We have a web application which uses REST services developed in Java 8 JAX-RS and WAR deployed on Apache tomcat 9. Recently we faced an issue in production where Tomcat would respond really slow under high traffic and would occassionally drop connections as well. So we decided to run few load tests to determine the throughput of our system.
We are using following specs on production -
- ubuntu 18.04 with 64 bit JVM Open JDK
- 16 cores CPU and 64 GB RAM
- Tomcat 9
Our Tomcat server XML configuration is -
<Connector port="8443" protocol="org.apache.coyote.http11.Http11NioProtocol"
maxThreads="300" minSpareThreads="50" acceptCount="250" acceptorThreadCount="2" enableLookups="false" SSLEnabled="true" scheme="https" secure="true"
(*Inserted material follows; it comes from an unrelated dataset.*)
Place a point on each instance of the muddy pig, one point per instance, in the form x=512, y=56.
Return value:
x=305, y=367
keystoreFile="/certficate/file/path.jks"
keystorePass="password"
clientAuth="false" sslProtocol="TLS" />
We have a REST API which is a simple 'ping' method which returns a simple JSON response with 200. e.g.
@GET
@Path("/ping")
@Produces(MediaType.APPLICATION_JSON)
public EdoServiceResponse ping() {
return new EdoServiceResponse();
}
{ "status" 200, "responseText" : "OK" }
We used this to perform load testing using Apache JMeter 5.4.1. Our findings:
No of threads | Avg response time (ms) | Total requests in 1 min |
---|---|---|
50 | 12 | 243,002 |
100 | 22 | 277,016 |
250 | 40 | 384,729 |
500 | 76 | 400,048 |
1,000 | 124 | 469,712 |
2,000 | 229 | 480,784 |
5,000 | 507 | 336,921 |
10,000 | 1,843 | 74,677 |
So as we can see, average response time starts increasing even with smaller load like 100 or 250 threads. This is a simple REST API without any DB connection or logic. We observed that our CPU usage never goes above 40% and memory usage stays below 10% anytime. Tomcat process never occupies more than 4 GB. We even checked the max open file limit but its set to 65000 which is well above our requirement. So we are not able to figure out where the bottleneck is which causes the response time to reduce proportionately with no of threads.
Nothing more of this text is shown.